There is a great variety of the different discrete variables: nominal, ordinal, and count. Gender is nominal: you cannot attach a meaningful number to gender. Strongly disagree/disagree/agree/strongly agree is ordinal: they represent discretization of an underlying spectrum. You can code them as 0/1/2/3, or 1/2/3/4, or -2/-1/1/2, with an understanding that higher values of the coded variable represent the greater strength of agreement, although the difference between 1 and 2 may not be the same as the difference between 2 and 3. Clutch size is a count variable: the value of 1 is meaningful, and the differences between 2 and 3 is the same difference as between 8 and 9. For most purposes, that works pretty much the same way as measuring egg width: the difference of 1cm between 1.5 cm and 2.5 cm is the same as between 3.2 cm and 4.2 cm. For both clutch size and egg width, the value of zero (nothing) is meaningful. So I would not see any objections to at least computing the CV for either variable.

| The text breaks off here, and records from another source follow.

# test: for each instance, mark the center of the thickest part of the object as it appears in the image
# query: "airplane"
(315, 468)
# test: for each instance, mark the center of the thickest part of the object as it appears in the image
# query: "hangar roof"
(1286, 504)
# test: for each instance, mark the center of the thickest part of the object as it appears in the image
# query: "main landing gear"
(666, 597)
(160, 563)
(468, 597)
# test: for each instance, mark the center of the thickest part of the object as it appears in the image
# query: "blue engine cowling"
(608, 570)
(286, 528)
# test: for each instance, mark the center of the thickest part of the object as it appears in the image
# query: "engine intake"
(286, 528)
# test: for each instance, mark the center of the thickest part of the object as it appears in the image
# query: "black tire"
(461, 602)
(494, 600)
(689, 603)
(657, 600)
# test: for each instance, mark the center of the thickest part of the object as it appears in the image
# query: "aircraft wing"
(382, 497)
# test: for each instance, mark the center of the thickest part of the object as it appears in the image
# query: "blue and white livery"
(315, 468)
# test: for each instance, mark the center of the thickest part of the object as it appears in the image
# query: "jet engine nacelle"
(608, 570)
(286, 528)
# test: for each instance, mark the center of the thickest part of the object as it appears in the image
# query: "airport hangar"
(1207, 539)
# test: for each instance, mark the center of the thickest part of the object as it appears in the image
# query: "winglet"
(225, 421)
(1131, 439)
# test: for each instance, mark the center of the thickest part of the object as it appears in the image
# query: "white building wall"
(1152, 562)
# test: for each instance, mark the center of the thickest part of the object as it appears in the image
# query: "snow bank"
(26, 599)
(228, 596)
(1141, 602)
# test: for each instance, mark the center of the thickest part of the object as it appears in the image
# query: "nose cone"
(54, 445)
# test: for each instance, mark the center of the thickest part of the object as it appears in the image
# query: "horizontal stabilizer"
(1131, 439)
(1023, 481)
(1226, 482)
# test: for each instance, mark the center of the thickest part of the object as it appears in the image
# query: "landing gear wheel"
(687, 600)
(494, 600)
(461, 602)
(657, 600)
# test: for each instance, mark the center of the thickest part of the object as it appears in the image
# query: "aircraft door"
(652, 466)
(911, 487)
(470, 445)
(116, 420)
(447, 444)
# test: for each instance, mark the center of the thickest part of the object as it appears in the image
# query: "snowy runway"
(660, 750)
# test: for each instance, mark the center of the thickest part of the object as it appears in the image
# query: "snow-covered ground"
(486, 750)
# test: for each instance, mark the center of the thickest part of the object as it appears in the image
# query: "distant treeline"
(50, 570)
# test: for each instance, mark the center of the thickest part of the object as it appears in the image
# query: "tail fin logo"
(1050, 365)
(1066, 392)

Now, whether the substantive interpretation you offer would hold water should be an argument. For one thing, you have not convinced me! You would need to find sufficiently different nesting conditions to argue that a species reacts to the change in the environment by increasing CV of one or the other variable -- or, if you at the liberty of doing so, set up an experiment with whatever conditions are appropriate (dry vs. wet, warm vs. cold, plenty fish vs. no fish -- you know better.)